Cruzó las piernas bajo la mesa y, al hacerlo, su pie rozó brevemente la pierna de Sorak. Siguió hablando como si no se hubiera dado cuenta.
– Una noche, mientras estaba en la cama con mi amo, el esfuerzo resultó excesivo para él, y se desplomó encima mío. Pensé que se había desmayado, pero, cuando me lo quité de encima, descubrí que estaba muerto. Era tarde, y todos los criados de la mansión dormían, así que cogí todo el dinero que encontré en sus aposentos y huí. Conseguí llegar hasta el mercado elfo, donde alquilé una pequeña habitación en una posada. De día trabajaba en la cocina de la posada, y por la noche iba a las casas de juego. Había aprendido a jugar en la casa de mi antiguo amo y sabía que, aunque algunos juegos están gobernados principalmente por la suerte, en otros se pueden incrementar las posibilidades de ganar mediante la utilización de una buena estrategia. Presté mucha atención, y aprendí mucho.
– ¿Y construiste La Araña de Cristal con tus ganancias?

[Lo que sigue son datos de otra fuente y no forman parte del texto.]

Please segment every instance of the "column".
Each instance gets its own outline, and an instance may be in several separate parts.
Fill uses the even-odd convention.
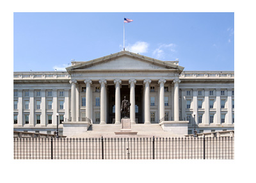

– No del todo -siguió ella-. Habría resultado peligroso intentar guardar todo aquel dinero conmigo, y no había ningún lugar donde pudiera esconderlo y que estuviera realmente a salvo. Tenía un amigo en un emporio, e invertí, compré participaciones en artículos que salían en caravanas y de este modo recibía parte de los beneficios; y las ganancias obtenidas, volvía a invertirlas. Invertí con cautela y prudencia de modo que no tuviera nunca todo mi dinero puesto en la misma operación. De este modo, el riesgo era mínimo. Por fin obtuve dinero suficiente para abrir mi propio negocio. Para entonces ya era bien conocida entre las empresas dedicadas al comercio, y algunas de ellas vieron la posibilidad de obtener beneficios en la operación y decidieron ayudarme a financiar La Araña de Cristal.